Previously, Israeli media outlets reported that Eli was working at a hi-tech company. In the interview with Channel 2 he explained that he has been suffering from medical problems due to his job and they have also affected his son.

“I have been exposed to thousands of very destructive chemicals,” the man said. “I have undergone three operations to remove tumors. My son also has a tumor.”

Echoing comments made by his wife, the teen’s mother, Eli called on Jews around the world to understand the situation of his son and expressed regret for his misdeeds:

“To all the Jews in the U.S., I would like to send an unequivocal message: We apologize from the bottom of our hearts. We are good Jews, we do not hate you. There was no hatred here. His motive is only the disease.”

In an earlier interview, the teen’s mother said he is autistic, as well as suffering from a brain tumor that is benign but presses on his brain and alters his behavior.

In the television interview, she said that from a young age it was clear that the boy could not function in the regular education system despite his high intelligence.

She said he was born with an abnormally large head and was slow in developing speaking skills, but that he showed great aptitude in solving puzzles.

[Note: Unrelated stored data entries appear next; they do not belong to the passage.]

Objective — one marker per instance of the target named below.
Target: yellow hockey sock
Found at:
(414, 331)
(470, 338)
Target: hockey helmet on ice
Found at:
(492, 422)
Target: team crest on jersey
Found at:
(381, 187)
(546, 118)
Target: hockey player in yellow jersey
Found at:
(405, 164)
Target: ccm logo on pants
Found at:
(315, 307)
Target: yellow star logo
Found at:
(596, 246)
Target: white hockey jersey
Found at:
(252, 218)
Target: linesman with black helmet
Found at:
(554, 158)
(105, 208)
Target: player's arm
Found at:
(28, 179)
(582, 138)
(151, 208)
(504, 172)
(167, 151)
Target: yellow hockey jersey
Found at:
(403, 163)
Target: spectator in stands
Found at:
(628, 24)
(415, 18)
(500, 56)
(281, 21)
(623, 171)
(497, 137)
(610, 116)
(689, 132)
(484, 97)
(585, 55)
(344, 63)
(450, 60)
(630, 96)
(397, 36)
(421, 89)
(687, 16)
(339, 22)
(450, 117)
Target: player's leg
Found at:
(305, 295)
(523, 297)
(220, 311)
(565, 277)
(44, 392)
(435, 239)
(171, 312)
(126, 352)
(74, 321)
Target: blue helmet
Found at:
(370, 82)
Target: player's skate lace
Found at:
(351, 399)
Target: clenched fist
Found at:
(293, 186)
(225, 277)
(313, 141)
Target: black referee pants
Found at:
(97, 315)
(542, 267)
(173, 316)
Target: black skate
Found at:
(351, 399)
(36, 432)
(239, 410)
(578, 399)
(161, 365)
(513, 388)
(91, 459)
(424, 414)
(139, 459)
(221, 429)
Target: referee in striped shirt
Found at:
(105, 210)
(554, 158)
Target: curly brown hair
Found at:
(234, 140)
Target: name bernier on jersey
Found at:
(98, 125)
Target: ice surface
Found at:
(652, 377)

As a boy, she added, the teen had trouble concentrating on tasks, writing or listening to music. “He couldn’t sit down, he’d walk around, shaking,” she said.

Initially, the teen and his father were arrested together. Police confiscated three computers as well as a wifi antenna used by the boy. The father was released last week to house arrest, while the teen remains in custody. The father said he did not suspect his son’s intentions when he bought the wifi antenna.

“He did not cooperate with the child,” claimed Eli’s attorney Ma’ayan Haimovitch. “He could not have known what the boy was doing, he had no possibility to know what the boy was doing. He [the child] was sitting in his room with the door closed.”

Police are expected to ask to extend the teen’s remand on Thursday. The father seeks to change this to house arrest, but according to Channel 2, police will insist on keeping the boy in police hands due to the assessment that he is dangerous to the public.

The teen’s lawyer, Shira Nir, said he “got into a medical situation that brought him to this place.”

“It wasn’t under his control. The deeds were not done out of will or malice. He needs medical attention even if it costs him his life, police understand this and at the end of the day his place is at home.”